Forum
İstanbul programı bu yıl “Yarını Anlamak” temasıyla başladı. Programın açılışında
konuşan Ulaştırma ve Altyapı Bakanlığı Bakan Yardımcısı Dr. Ömer Fatih Sayan, teknolojinin
değiştirici ve dönüştürücü niteliğinin gücünden bahsetti.
Program
online olarak düzenlendi. Bakan Yardımcısı Sayan, yeni teknolojilerin hepsinin
internetle olan bağına dikkat çekti. Uluslararası Telekomünikasyon Birliği’nin
resmi istatistiklerine göre dünya nüfusunun yarısından fazlasının internet
kullandığını hatırlatan Sayan, “Bu itibarla, veri analizi; işletmeler, kurumlar
ve hatta devletler için çok büyük önem arz ediyor. Veri kullanımı, “hız” ve “doğru
karar verme” konusunda çok büyük fark yaratıyor. Günümüz dünyasında veriyi gerektiği şekilde
kullanabilenler “kendi geleceklerini kendileri belirleme” ayrıcalığına sahip
oluyorlar. Dolayısıyla verinin işlenerek katma değere
dönüştürülmesi, insan hayatını kolaylaştıran uygulamalar geliştirilmesi ülkelerin
öncelikli gündemleri arasında yer alıyor.
Bu durum tüm ülkeler için yazılımcı ihtiyacını daha da öne çıkarıyor”
dedi.
Bu
durumun yazılıma olan ihtiyacı da artırdığını dile getiren Sayan, “2019 yılında
565 milyar dolarlık bir büyüklüğe ulaşan küresel yazılım sektörünün gelecek beş
yılda %5 büyümesi ve 2024 senesinde 730 milyar dolar seviyesine yükselmesi bekleniyor.

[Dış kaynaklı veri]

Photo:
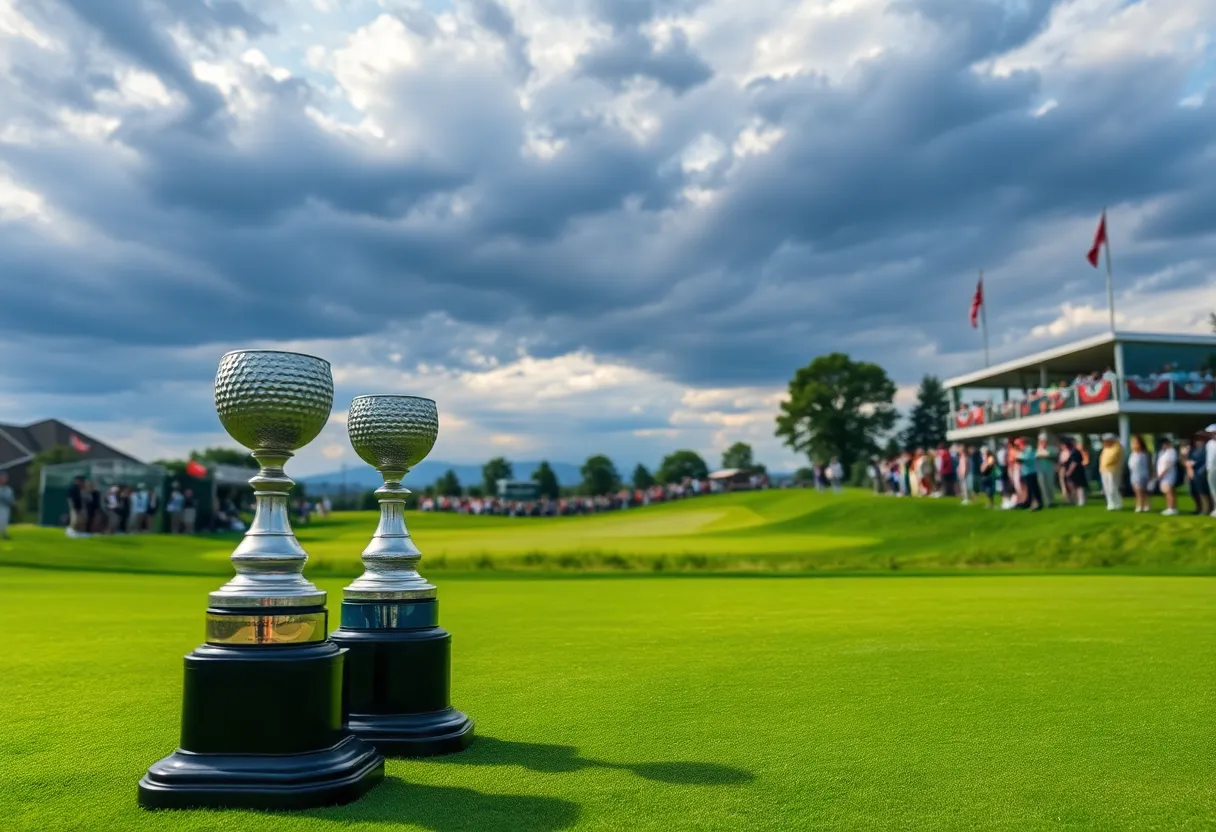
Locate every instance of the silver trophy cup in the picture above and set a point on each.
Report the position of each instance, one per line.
(274, 404)
(392, 433)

Yazılım sektörü yalnızca bahsedilen büyüklüğü ile değil, ekonomide yarattığı zincirleme etki ile de
stratejik bir sektör konumunda yer alıyor. Öyle ki yazılım sektörünün
büyüklüğünün dünya ölçeğinde önümüzdeki 5 yılın sonunda 4 trilyon dolara
çıkması bekleniyor. Ülkemizde ise yazılım sektörü açısından önemli bir
potansiyel bulunuyor. Özellikle son yıllarda Ar-Ge’ye ayrılan kaynaklardaki
artış ve bunlara erişimdeki kolaylıkların, ülkemizdeki yüksek teknoloji yoğun
sektörler üzerinde olumlu etkiler yarattığını görüyoruz. Bilişim sektöründe
ülkemizde var olan girişimcilik kapasitesinin daha fazla kullandırılmasının
sağlanmasında ve genç nüfusun özendirilmesi için verilen destek ile teşviklerin
daha çok yaygınlaştırılmasında, tematik ve sonuç odaklı olmasında yarar vardır.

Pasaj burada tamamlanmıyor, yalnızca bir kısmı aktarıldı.